Metadata-Version: 2.1
Name: dagster
Version: 0.1.7
Summary: Dagster is an opinionated pipeline runner.
Home-page: https://github.com/dagster-io/dagster
Author: Elementl
Author-email: schrockn@elementl.com
License: Apache-2.0
Description: Dagster
        =======
        
        .. docs-include
        
        Dagster is a library that helps you organize, run and test your data processing pipelines. Instead of writing ad-hoc data processing script, Dagster encourages separating data input, data processing and data output, as well as separating your processing in several steps.
        
        
        The core abstraction in Dagster is a **Solid**, a logical unit of computation in a data pipeline. At its core a Solid is a coarse-grained pure function. It takes multiple inputs, performs a computation, produces an output. Inputs can either be received from outputs from upstream solids in the pipeline or external sources (e.g. files). Likewise, outputs from the transform can either be flowed to downstream solids or materialized (e.g. to a file in an object store) so that it can be inspected or accessed by an external system.
        
        Solid formally separates the notion of inputs, outputs, the core transform. The core goal of this is cleanly and clearly separate the domain logic of each transform and its operational environments. This  allows solids or pipelines of solids to easily be executable in a number of environments: unit-testing, local development, integration tests, CI/CD, staging environments, production environments, and so on and so forth.
        
        Alongside with the core abstraction, Dagster provides helpers to create Solids that operate on Pandas dataframes and SQL databases.
        
        Example
        -------
        
        
        
        .. code-block:: python
        
        
          import pandas as pd
          import dagster.core
          from dagster.core.definitions import (
              InputDefinition,
              OutputDefinition
          )
          from dagster.core.decorators import (
              solid,
              source,
              materialization,
          )
        
          # Sources define *how* to get data. Let's define a source that
          # reads a CSV file and returns a pandas dataframe
          @source(
              # Name of the source
              name="CSV",
              # What arguments it should get from environment
              argument_def_dict={'path': ArgumentDefinition(dagster.core.types.Path) })
          )
          def csv_to_dataframe_source(path):
              return pd.read_csv(path)
        
          # Materializations define how to convert a transform result
          # into an artifact, for example a file. Let's define one that
          # outputs a CSV file. Note that materializations that are
          # defined for solids are optional, and are only triggered if
          # environment says so
          @materialization(
              # Name of the materialization
              name="CSV",
              # What arguments it should get from environment
              argument_def_dict={'path': ArgumentDefinition(dagster.core.types.Path) })
          )
          def dataframe_to_csv_materialization(data, path):
              data.to_csv(path)
        
          # Solids can be created by annotating transform function with
          # a decorator
          @solid(
              # Solid inputs define arguments passed to transform function
              inputs=[
                  InputDefinition(
                      name='num',
                      # Inputs can have sources. While inputs define
                      # *what* transform should receive, sources define
                      # *how* this data should be retrieved
                      sources=[csv_to_dataframe_source]
                  )
              ],
              # Solid output determines what solid should return.

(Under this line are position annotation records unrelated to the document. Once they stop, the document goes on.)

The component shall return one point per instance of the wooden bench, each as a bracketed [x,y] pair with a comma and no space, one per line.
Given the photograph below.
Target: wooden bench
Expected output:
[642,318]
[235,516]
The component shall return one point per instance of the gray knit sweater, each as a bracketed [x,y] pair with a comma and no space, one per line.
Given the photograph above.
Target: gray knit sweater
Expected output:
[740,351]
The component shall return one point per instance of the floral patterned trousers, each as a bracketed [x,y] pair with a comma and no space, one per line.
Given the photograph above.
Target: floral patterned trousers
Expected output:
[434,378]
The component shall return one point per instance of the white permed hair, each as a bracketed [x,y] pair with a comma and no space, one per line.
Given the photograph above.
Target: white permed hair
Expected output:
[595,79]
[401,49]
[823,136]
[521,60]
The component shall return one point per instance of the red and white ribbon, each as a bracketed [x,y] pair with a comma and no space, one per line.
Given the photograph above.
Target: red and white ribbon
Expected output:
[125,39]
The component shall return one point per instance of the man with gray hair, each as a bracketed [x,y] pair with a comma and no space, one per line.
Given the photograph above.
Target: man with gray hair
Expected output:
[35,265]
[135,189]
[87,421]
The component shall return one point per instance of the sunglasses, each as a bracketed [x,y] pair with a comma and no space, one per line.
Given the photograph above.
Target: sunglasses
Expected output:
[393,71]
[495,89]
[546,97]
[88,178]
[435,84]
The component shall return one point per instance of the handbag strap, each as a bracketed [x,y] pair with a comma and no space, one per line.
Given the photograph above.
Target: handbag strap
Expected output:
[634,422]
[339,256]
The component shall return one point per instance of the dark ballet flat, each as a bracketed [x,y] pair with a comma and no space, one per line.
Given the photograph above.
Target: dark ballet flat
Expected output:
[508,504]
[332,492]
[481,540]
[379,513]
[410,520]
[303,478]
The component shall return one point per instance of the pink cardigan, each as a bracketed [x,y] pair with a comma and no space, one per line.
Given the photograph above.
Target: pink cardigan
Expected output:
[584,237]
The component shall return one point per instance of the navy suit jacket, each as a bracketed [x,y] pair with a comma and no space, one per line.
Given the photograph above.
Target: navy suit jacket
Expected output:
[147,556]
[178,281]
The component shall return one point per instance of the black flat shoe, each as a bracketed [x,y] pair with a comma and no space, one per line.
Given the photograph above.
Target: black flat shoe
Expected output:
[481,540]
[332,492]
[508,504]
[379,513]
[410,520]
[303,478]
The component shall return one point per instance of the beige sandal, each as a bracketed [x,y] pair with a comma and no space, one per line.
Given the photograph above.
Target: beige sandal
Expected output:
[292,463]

              output=OutputDefinition(materializations=[
                  dataframe_to_csv_materialization,
              ])
          )
          def sum_solid(num):
              sum_df = num.copy()
              # Here we add a new column to dataframe to sum up num1 and
              # num2 columns
              sum_df['sum'] = sum_df['num1'] + sum_df['num2']
              return sum_df
        
        
          @solid(
              inputs=[
                  # This solid is a *dependency*. It depends on a result
                  # of previous solid as one of the inputs
                  InputDefinition(name="sum", depends_on=sum_solid)
              ],
              output=OutputDefinition(materializations=[
                  dataframe_to_csv_materialization,
              ])
          )
          def sum_sq_solid(sum):
              sum_sq = sum.copy()
              sum_sq['sum_sq'] = sum['sum']**2
              return sum_sq
        
        
          # After definining a solid, we are grouping them into a pipeline
          pipeline = dagster.core.pipeline(
              name='pandas_hello_world',
              solids=[
                  sum_solid,
                  sum_sq_solid,
              ],
          )
        
        You might notice that there is no actual CSV file specified as inputs. This is because such parameters are passed in environment. This allows you to customize it in runtime. To run your solid, we'll pass that environment to the execution function.
        
        .. code-block:: python
        
          environment = config.Environment(
            sources={
              'sum_solid' : {
                'num' : config.Source(name='CSV', args={'path': 'path/to/num.csv'})
              }
            }
          )
        
          pipeline_result = dagster.execute_pipeline(
              dagster.ExecutionContext(),
              pipeline,
              environment
          )
        
        
        We can simplify the above example by using built-in dagster pandas inputs and outputs.
        
        .. code-block:: python
        
          import dagster.core
          from dagster import config
          from dagster.core.decorators import solid, with_context
          import dagster.pandas_kernel as dagster_pd
        
          @solid(
              inputs=[
                  # We are using a pre-made input that should be a dataframe
                  dagster_pd.dataframe_input(
                      'num',
                      sources=[
                          # A built-in pandas csv-dataframe source reads
                          # a CSV file andproduces a pandas dataframe
                          dagster_pd.csv_dataframe_source()
                      ]
                  )
              ],
              # This built-in dataframe knows how to materialize dataframes
              # out of the box
              output=dagster_pd.dataframe_output()
          )
          def sum_solid(num):
              sum_df = num.copy()
              # Here we add a new column to dataframe to sum up num1 and num2 columns
              sum_df['sum'] = sum_df['num1'] + sum_df['num2']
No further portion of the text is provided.